Alrededor de la mitad de los barcos turísticos, como el nuestro, tienen banderas de países del Tratado Antártico, lo que los somete legalmente a los estándares ambientales del tratado.
La otra mitad operan preocupantemente por fuera de estos reglamentos pero muchos son parte de la Organización Marítima Internacional que ahora está introduciendo un código polar más estricto y, actualmente, todas las compañías que regularmente llevan turistas son miembros de la Asociación Internacional de Operadores Turísticos de Antártica (IAATO, por sus siglas en inglés) que opera de cerca con el Sistema del Tratado Antártico.
A medida que nuestra embarcación cruza la latitud sur de 60 grados hacia Antártica, recibimos instrucciones obligatorias antes de reunirnos en el vestíbulo del barco para una “fiesta aspiradora”.
Con un amplificador marcando el ritmo de canciones de conjuntos con nombres muy apropiados, como Pasajero y Las Semillas Negras, nos hacemos una limpieza de “bioseguridad”, aspirando nuestros trajes y equipos y desinfectando nuestras botas para estar seguros de no introducir ninguna especie ajena a Antártica.
Me pregunto si esto sirve de algo. Aparentemente sí. Especies no autóctonas han sido introducidas por accidente a la región pero no, hasta donde se sabe, por turistas.
De hecho, los estudios sugieren que los programas científicos tienen mucho más impacto ambiental que el turismo.
Los científicos, naturalmente, sostienen que ellos también contribuyen más, incluyendo el aumento del entendimiento de cómo los cambios de Antártica tienen vínculos cruciales con el medio ambiente global.
NO DEJAR NI TRAER NADA
Nuestro barco nunca atraca. Soltamos el ancla y llegamos a la orilla en una lancha “biosegura”.
No se permite comer ni fumar en tierra y nos advierten de no llevarnos nada, excepto fotografías, y no dejar nada, ni siquiera un poco de nieve amarilla (orina).
“Así que no beban mucho líquido durante el desayuno”, dice Boris sonriente.
Nos piden no acercarnos a menos de cinco metros de la vida silvestre.
Pero nadie le ha dicho eso a los pingüinos y, aunque nunca hay contacto físico, tenemos divertidos encuentros, especialmente con los confiados pequeños pingüinos Juanito de pico rojo.

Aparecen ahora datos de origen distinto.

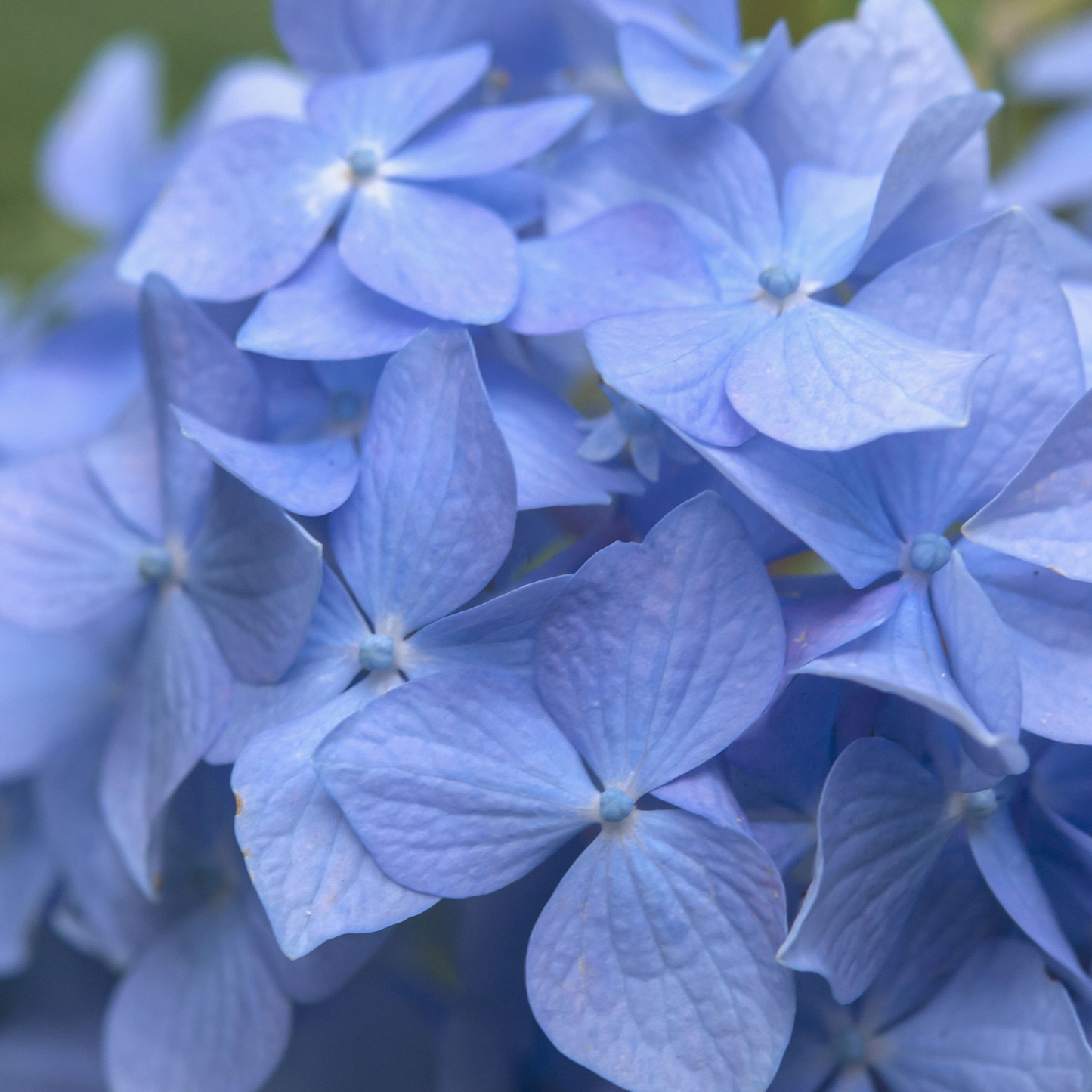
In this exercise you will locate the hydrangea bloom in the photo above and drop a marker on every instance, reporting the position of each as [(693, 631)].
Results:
[(561, 562)]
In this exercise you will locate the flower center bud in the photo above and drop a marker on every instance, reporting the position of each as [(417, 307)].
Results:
[(979, 805), (155, 565), (345, 407), (930, 552), (376, 652), (363, 162), (780, 282), (615, 805)]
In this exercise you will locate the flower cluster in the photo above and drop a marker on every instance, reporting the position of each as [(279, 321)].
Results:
[(549, 549)]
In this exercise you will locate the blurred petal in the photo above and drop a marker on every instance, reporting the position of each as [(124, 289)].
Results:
[(323, 312), (653, 962), (432, 515), (657, 655), (480, 142), (243, 212), (314, 876), (633, 259), (432, 252), (199, 1013), (883, 820), (173, 711)]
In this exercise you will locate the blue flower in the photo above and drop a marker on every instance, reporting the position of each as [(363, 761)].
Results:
[(255, 200), (461, 783)]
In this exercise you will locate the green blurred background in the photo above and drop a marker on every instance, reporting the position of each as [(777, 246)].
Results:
[(44, 44)]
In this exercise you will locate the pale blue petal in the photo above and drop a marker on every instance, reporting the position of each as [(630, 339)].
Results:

A un pasajero se le permite acercarse hasta donde quiera. Es Phil Mcdowell, un biólogo marino y contador de pingüinos de la organización investigativa independiente Oceanites, que aprovechó el viaje de nuestro barco para monitorear las colonias de pingüinos que visitamos.
Ha habido varios estudios que comparan colonias visitadas con regularidad con aquellas que casi no tienen contacto con humanos.
Los resultados se destacan por ser poco concluyentes, mostrando colonias muy visitadas en peor, igual y hasta mejor situación.
Los Juanitos están boyantes, me dice McDowell, aumentando su número y alcance.
Los pingüinos Adelaida, y los pequeños pingüinos barbijo, sin embargo, están en declive.
CAMBIO CLIMÁTICO
La Península Antártica se ha calentado 3 grados centígrados en promedio en los últimos 60 años, y los vientos han cambiado, alterando el patrón del hielo marítimo.
El calentamiento global el que está cambiando las fortunas de los pingüinos, sugiere McDowell, no el turismo.
Hay preocupaciones a futuro, sin embargo. Se espera un crecimiento en los números de turistas y la afiliación a la IAATO es voluntaria.
Los barcos turísticos está empezando a ofrecer actividades como navegación en kayaks, montañismo y buceo que potencialmente pueden ser más invasivas que simplemente mirar.
No está claro cuál es el impacto y ciertamente se necesita más monitoreo.
De vuelta en Londres, mientras me entretengo con mis fotos de etéreos panoramas helados y pingüinos increíblemente cómicos, me pregunto otra vez si debería sentir remordimiento de haber estado en Antártica.
“No”, afirma la experta polar Jane Rumble, “simplemente haz lo que puedas para preservarla”.